If the reminder of the size of the training/validation/test over the batch size is 1. In my usecase, the validation set has 18753 elements, so using a batch size of 16 leaves only one element in the lsat batch, and the following error occurs:
Epoch 0: 100%|█████████▉| 12208/12209 [1:55:15<00:00, 1.77it/s, loss=1.960, v_num=gsq1]Traceback (most recent call last):
File "main.py", line 53, in <module> [04:24<00:00, 4.44it/s]
trainer.fit(model)
File "/root/CASA-Dialogue-Act-Classifier/venv/lib/python3.7/site-packages/pytorch_lightning/trainer/trainer.py", line 444, in fit
results = self.accelerator_backend.train()
File "/root/CASA-Dialogue-Act-Classifier/venv/lib/python3.7/site-packages/pytorch_lightning/accelerators/gpu_accelerator.py", line 63, in train
results = self.train_or_test()
File "/root/CASA-Dialogue-Act-Classifier/venv/lib/python3.7/site-packages/pytorch_lightning/accelerators/accelerator.py", line 74, in train_or_test
results = self.trainer.train()
File "/root/CASA-Dialogue-Act-Classifier/venv/lib/python3.7/site-packages/pytorch_lightning/trainer/trainer.py", line 493, in train
self.train_loop.run_training_epoch()
File "/root/CASA-Dialogue-Act-Classifier/venv/lib/python3.7/site-packages/pytorch_lightning/trainer/training_loop.py", line 589, in run_training_epoch
self.trainer.run_evaluation(test_mode=False)
File "/root/CASA-Dialogue-Act-Classifier/venv/lib/python3.7/site-packages/pytorch_lightning/trainer/trainer.py", line 578, in run_evaluation
output = self.evaluation_loop.evaluation_step(test_mode, batch, batch_idx, dataloader_idx)
File "/root/CASA-Dialogue-Act-Classifier/venv/lib/python3.7/site-packages/pytorch_lightning/trainer/evaluation_loop.py", line 171, in evaluation_step
output = self.trainer.accelerator_backend.validation_step(args) [52/1614]
File "/root/CASA-Dialogue-Act-Classifier/venv/lib/python3.7/site-packages/pytorch_lightning/accelerators/gpu_accelerator.py", line 87, in validation_step
output = self.__validation_step(args)
File "/root/CASA-Dialogue-Act-Classifier/venv/lib/python3.7/site-packages/pytorch_lightning/accelerators/gpu_accelerator.py", line 95, in __validation_step
output = self.trainer.model.validation_step(*args)

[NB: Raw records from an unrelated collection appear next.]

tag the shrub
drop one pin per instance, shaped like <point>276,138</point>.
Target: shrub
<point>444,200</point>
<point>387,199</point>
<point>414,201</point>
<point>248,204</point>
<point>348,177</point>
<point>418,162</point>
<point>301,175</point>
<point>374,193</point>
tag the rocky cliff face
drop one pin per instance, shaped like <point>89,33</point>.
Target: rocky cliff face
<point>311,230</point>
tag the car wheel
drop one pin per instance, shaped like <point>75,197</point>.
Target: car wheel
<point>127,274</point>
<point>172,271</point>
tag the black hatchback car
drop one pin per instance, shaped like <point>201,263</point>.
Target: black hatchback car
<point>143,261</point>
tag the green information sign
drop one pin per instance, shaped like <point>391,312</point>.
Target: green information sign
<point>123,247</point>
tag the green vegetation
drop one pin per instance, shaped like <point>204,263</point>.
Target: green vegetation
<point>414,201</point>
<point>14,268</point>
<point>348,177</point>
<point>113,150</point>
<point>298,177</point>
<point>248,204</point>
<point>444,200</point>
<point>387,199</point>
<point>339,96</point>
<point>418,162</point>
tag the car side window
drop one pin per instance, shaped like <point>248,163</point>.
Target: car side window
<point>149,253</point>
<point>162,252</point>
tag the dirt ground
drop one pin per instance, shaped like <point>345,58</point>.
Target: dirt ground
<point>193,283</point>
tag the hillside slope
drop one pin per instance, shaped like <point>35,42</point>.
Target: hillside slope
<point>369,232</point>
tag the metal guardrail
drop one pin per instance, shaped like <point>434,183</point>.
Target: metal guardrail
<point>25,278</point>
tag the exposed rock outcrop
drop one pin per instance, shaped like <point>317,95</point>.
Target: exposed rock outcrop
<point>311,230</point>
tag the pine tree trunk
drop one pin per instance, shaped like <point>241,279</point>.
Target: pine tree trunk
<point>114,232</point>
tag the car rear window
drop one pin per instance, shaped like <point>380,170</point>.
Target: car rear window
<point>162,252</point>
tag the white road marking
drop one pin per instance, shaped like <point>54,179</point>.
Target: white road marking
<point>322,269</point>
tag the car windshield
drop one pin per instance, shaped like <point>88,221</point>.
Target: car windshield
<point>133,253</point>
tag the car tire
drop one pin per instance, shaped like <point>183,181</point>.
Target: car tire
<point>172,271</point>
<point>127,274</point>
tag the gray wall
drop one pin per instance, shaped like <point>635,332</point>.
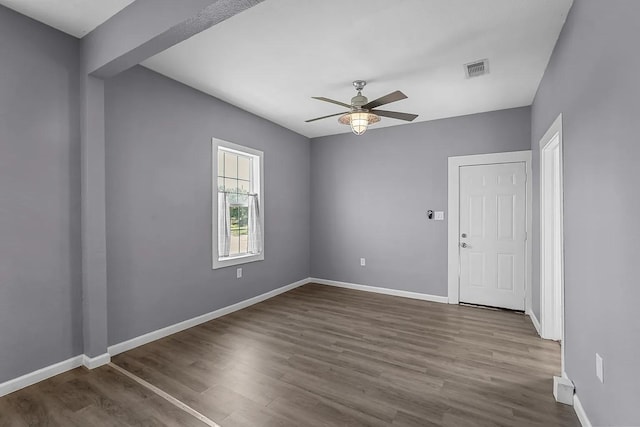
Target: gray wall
<point>40,290</point>
<point>592,79</point>
<point>158,156</point>
<point>370,195</point>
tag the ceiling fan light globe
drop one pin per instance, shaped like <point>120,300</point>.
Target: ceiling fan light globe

File "/root/CASA-Dialogue-Act-Classifier/Trainer.py", line 82, in validation_step
loss = F.cross_entropy(logits, targets)
File "/root/CASA-Dialogue-Act-Classifier/venv/lib/python3.7/site-packages/torch/nn/functional.py", line 2468, in cross_entropy
return nll_loss(log_softmax(input, 1), target, weight, None, ignore_index, None, reduction)
File "/root/CASA-Dialogue-Act-Classifier/venv/lib/python3.7/site-packages/torch/nn/functional.py", line 2260, in nll_loss
if input.size(0) != target.size(0):
IndexError: dimension specified as 0 but tensor has no dimensions
A workaround is to remove one element from my dataset. A more complete solution is to ask the dataloader to ignore the last batch if it's not complete (as explained here). It shouldn't hurt too much in large datasets, but may not be convenient with small ones.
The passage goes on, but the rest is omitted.